PSHK: Putusan MK Gagal Membuat KPK Bangkit
Terbaru

PSHK: Putusan MK Gagal Membuat KPK Bangkit

PSHK menganggap putusan MK ihwal pengujian formil dan materil UU KPK adalah putusan yang tidak memiliki kadar konstitusionalitas dan gagal menyelamatkan KPK dari keterpurukan yang semakin jauh.

Oleh:
Agus Sahbani
Bacaan 4 Menit
Gedung MK. Foto: RES
Gedung MK. Foto: RES

Keinginan/harapan publik untuk membatalkan berlakunya UU No. 19 Tahun 2019 tentang Perubahan Kedua UU No. 30 Tahun 2002 Tentang KPK (UU KPK) pupus di tangan Mahkamah Konstitusi (MK). Pasalnya, MK menolak keseluruhan pengujian formil UU KPK dan hanya mengabulkan sebagian uji materi yang diajukan Rektor Universitas Islam Indonesia (UII) Fathul Wahid, dkk, khususnya pembatalan kewenangan Dewan Pengawas terkait kewajiban izin penyadapan, penggeledahan, penyitaan.       

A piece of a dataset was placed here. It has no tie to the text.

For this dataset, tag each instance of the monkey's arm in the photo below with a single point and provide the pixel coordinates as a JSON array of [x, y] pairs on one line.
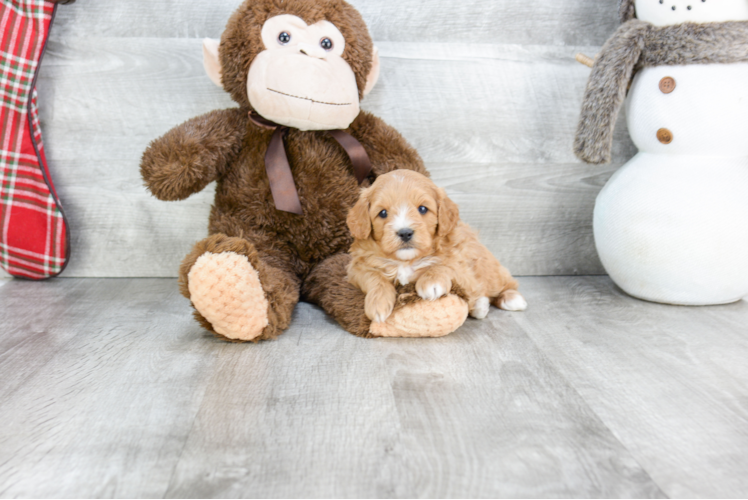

“Kedua putusan MK itu melukai hati mayoritas rakyat dan anti pemberantasan korupsi,” ujar Direktur Advokasi dan Jaringan Pusat Studi Hukum dan Kebijakan Indonesia (PSHK), Fajri Nursyamsi dalam keteranganya, Kamis (6/4/2021). (Baca Juga: Uji Formil UU KPK Ditolak, Hakim MK Ini Dissenting)

Dalam putusan pengujian formil UU KPK, PSHK menilai mengandung beberapa kekeliruan. Pertama, Hakim keliru ketika menyatakan tidak terjadi penyelundupan hukum dalam revisi UU KPK. Hal itu memperlihatkan hakim tidak dengan rinci melihat fakta yang dibentangkan dalam permohonan.

Kedua, Hakim keliru kala menyatakan naskah akademik (NA) revisi UU KPK tidak fiktif. Apalagi klaim itu didasarkan hanya kepada KBBI yang secara kata menyebut fiktif itu “fiksi” atau tidak berwujud. Sementara NA revisi UU KPK ada wujudnya. “Pertimbangan ini sangat meruntuhkan wibawa dan mandat konstitusional MK,” sebutnya.  

Ketiga, Hakim keliru kala menyebut revisi UU KPK telah partisipatif dan menyerap aspirasi publik karena telah dilakukan seminar di sebagian kecil kampus di Indonesia pada tahun 2017. Tetapi, Hakim gagal menjelaskan bagaimana aspirasi yang disampaikan saat seminar terlaksana karena sejak bergulirnya wacana revisi UU KPK sejak periode kedua Presiden Susilo Bambang Yudhoyono secara konsisten selalu mendapat perlawanan dari publik.

Keempat, Hakim keliru ketika menyebut demonstrasi yang masif di hampir seluruh penjuru Indonesia adalah sebagai bentuk kebebasan menyatakan pendapat saja. Hakim abai dalam memaknai penolakan publik merupakan bagian dari partisipasi dalam proses legislasi dan tidak ada hubungannya dengan aspek formil pembentukan undang-undang.

“Seharusnya Hakim paham gelombang penolakan publik hingga menimbulkan korban nyawa mahasiswa adalah kulminasi diabaikannya proses partisipasi publik oleh DPR dan Pemerintah selama pembahasan revisi KPK berlangsung.”